During this whole process, the borders of the Incipisphere gradually disappear. The Horrorterrors’ tentacles begin to burrow into the Medium like a toothpick through jelly. The less astute ones try to snap up some Angels before they unrender and dissolve. This proves to be a mistake, as Angelic and Grimdark forces are like matter and anti-matter. If a Horrorterror survives an Angel encounter, it will learn to stay well away from Angels.

Eventually, nothing remains of the session at all. This is the fate that will befall the A2 and B2 sessions. A neat and tidy death, as that little patch of Paradox Space is reintegrated into the Ring.

**Notes for the Chapter:**

> Hey everyone. This is my first work on AO3, and it will be dedicated to my cool Sburb headcanons. No update schedule - I'll just add whenever. Leave feedback please! -jsc


	2. Before the Beginning

Let’s rewind.

Before the Angels glowed through the dust, before the players were dropped unceremoniously in the game their lives would become, before Derse and Prospit declared war on each other.
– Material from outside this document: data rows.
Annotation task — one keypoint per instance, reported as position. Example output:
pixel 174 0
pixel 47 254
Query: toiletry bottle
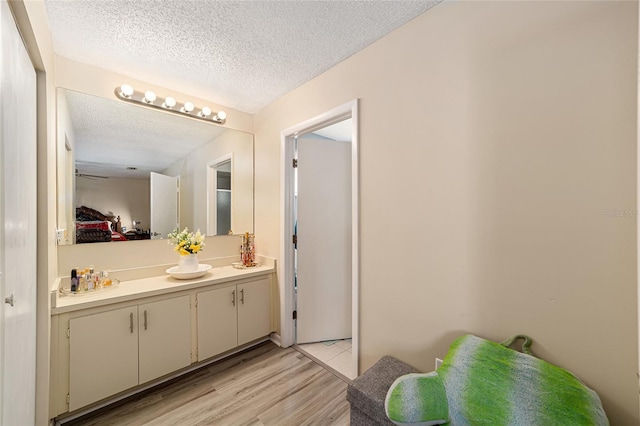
pixel 89 281
pixel 81 281
pixel 74 280
pixel 107 280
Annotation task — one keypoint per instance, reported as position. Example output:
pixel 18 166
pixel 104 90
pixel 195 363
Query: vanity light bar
pixel 149 99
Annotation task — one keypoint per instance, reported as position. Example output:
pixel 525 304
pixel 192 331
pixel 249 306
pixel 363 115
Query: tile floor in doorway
pixel 334 353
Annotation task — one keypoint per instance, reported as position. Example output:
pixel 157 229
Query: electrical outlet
pixel 61 235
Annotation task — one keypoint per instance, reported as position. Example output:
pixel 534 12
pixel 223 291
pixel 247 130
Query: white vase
pixel 188 263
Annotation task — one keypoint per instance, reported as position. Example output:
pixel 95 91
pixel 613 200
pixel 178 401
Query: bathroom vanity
pixel 113 343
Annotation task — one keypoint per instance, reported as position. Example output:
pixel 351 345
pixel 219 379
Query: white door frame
pixel 287 136
pixel 212 186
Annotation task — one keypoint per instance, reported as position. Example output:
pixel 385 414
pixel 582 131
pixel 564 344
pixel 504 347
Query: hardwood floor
pixel 267 385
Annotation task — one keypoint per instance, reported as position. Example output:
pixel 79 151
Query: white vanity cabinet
pixel 128 338
pixel 103 355
pixel 232 316
pixel 164 337
pixel 112 351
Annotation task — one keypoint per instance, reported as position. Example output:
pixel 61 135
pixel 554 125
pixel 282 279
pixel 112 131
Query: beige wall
pixel 65 164
pixel 510 128
pixel 33 25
Every Incipisphere starts as a single point in the Furthest Ring. The spacetime around that point untangles slightly in preparation for the Incipisphere’s creation. The nearby Horrorterrors retreat. Then, suddenly, an astonishing amount of sense begins to be made within a small section of stabilized spacetime. The borders of the newborn Incipisphere solidify slightly, and voila! A wonderful new blank slate, an ideal environment to run some game code. It’s even got Euclidean geometry and everything.

The Sburb code begins to run. This event takes place as soon as the Frog Temple runes are transcribed, decoded, and made into executable files, since that is the point at which the game becomes inevitable. Once the game is made, there is nothing in Paradox Space that can stop it from being played. Any timeline in which it is prevented - the players don’t install the game, the Frog Temple is never discovered, whatever - is a doomed offshoot.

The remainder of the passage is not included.